Education and training

Pharmacists require a Doctor of Pharmacy (PharmD) degree, which is a 4-year professional program entered after completing 2-4 years of prerequisite undergraduate coursework. Some programs accept students directly from high school into 6-year "0-6" combined programs. Most traditional PharmD programs require a bachelor's degree or at minimum 60-90 credit hours of prerequisites including organic chemistry, biochemistry, microbiology, calculus, and statistics.

PharmD programs include didactic coursework (pharmacology, medicinal chemistry, pharmacokinetics, therapeutics, pharmacy law) and clinical rotations called Advanced Pharmacy Practice Experiences (APPEs), typically 1,440+ hours across hospital, community, and specialty settings in the final year.

Total education cost ranges from $100,000 (public, in-state) to $250,000+ (private). The profession is facing a reckoning on this: salaries have stagnated while tuition has climbed, making the ROI calculation less favorable than it was 15 years ago. Prospective students should run the debt-to-starting-salary math before committing.

Licensing and certification

Pharmacists must pass two exams: the North American Pharmacist Licensure Examination (NAPLEX) and the Multistate Pharmacy Jurisprudence Examination (MPJE). The NAPLEX tests clinical knowledge; the MPJE tests pharmacy law specific to your state.

NAPLEX first-attempt pass rates average about 85% for domestic graduates. The exam is computer-adaptive, similar in format to nursing's NCLEX.

Licensure is state-specific. There is no pharmacy licensure compact, if you move states, you need to pass that state's MPJE and apply for a new license. Most states require 30 hours of continuing education per 2-year renewal cycle, with some states mandating specific topics (immunization training, opioid education, compounding, sterile products).

What the day-to-day looks like

Community pharmacy (CVS, Walgreens, independent pharmacies) is the largest employment setting. You verify prescriptions, counsel patients, administer vaccines, manage drug interactions, handle insurance billing, and supervise pharmacy technicians.
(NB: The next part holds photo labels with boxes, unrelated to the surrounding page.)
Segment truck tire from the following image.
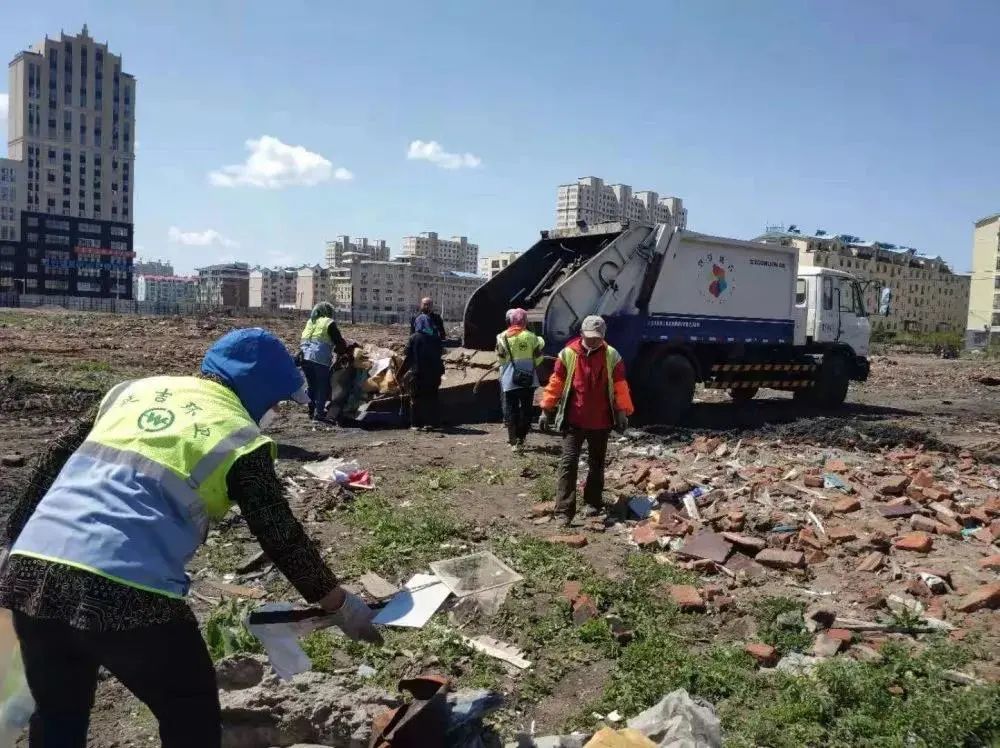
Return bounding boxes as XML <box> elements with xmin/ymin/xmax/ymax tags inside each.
<box><xmin>641</xmin><ymin>353</ymin><xmax>696</xmax><ymax>426</ymax></box>
<box><xmin>729</xmin><ymin>387</ymin><xmax>760</xmax><ymax>403</ymax></box>
<box><xmin>812</xmin><ymin>353</ymin><xmax>851</xmax><ymax>408</ymax></box>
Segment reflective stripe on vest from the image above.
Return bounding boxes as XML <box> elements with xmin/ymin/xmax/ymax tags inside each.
<box><xmin>555</xmin><ymin>344</ymin><xmax>622</xmax><ymax>430</ymax></box>
<box><xmin>12</xmin><ymin>377</ymin><xmax>275</xmax><ymax>597</ymax></box>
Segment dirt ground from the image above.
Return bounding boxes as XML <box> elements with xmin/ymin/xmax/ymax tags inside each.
<box><xmin>0</xmin><ymin>312</ymin><xmax>1000</xmax><ymax>746</ymax></box>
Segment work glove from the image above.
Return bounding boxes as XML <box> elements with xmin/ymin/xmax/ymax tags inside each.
<box><xmin>320</xmin><ymin>592</ymin><xmax>382</xmax><ymax>644</ymax></box>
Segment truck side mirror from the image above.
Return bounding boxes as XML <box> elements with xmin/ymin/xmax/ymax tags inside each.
<box><xmin>878</xmin><ymin>286</ymin><xmax>892</xmax><ymax>317</ymax></box>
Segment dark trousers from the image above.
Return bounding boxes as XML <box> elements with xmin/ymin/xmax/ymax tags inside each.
<box><xmin>302</xmin><ymin>361</ymin><xmax>330</xmax><ymax>418</ymax></box>
<box><xmin>502</xmin><ymin>387</ymin><xmax>535</xmax><ymax>444</ymax></box>
<box><xmin>410</xmin><ymin>377</ymin><xmax>441</xmax><ymax>428</ymax></box>
<box><xmin>14</xmin><ymin>611</ymin><xmax>222</xmax><ymax>748</ymax></box>
<box><xmin>556</xmin><ymin>426</ymin><xmax>611</xmax><ymax>517</ymax></box>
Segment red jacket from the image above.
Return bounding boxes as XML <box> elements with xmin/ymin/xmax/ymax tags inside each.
<box><xmin>542</xmin><ymin>338</ymin><xmax>633</xmax><ymax>431</ymax></box>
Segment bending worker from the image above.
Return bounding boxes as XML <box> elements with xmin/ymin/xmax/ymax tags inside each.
<box><xmin>539</xmin><ymin>316</ymin><xmax>633</xmax><ymax>525</ymax></box>
<box><xmin>0</xmin><ymin>328</ymin><xmax>379</xmax><ymax>748</ymax></box>
<box><xmin>497</xmin><ymin>309</ymin><xmax>545</xmax><ymax>452</ymax></box>
<box><xmin>299</xmin><ymin>301</ymin><xmax>347</xmax><ymax>421</ymax></box>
The workload is high, many retail pharmacists fill 200-400 prescriptions per day with limited support staff. Corporate metrics (prescriptions per hour, vaccination quotas, patient satisfaction scores) add pressure.

Hospital pharmacy is generally considered a better work environment: no direct-to-consumer retail pressure, more clinical involvement (rounding with physicians, managing drug protocols, monitoring IV medications), and better hours. But hospital positions are more competitive and often pay 5-10% less than retail.

Specialty and clinical pharmacy, oncology, infectious disease, critical care, psychiatric pharmacy, offers the most intellectually engaging work. These roles typically require a 1-2 year residency after PharmD and pay comparable to or slightly above retail positions.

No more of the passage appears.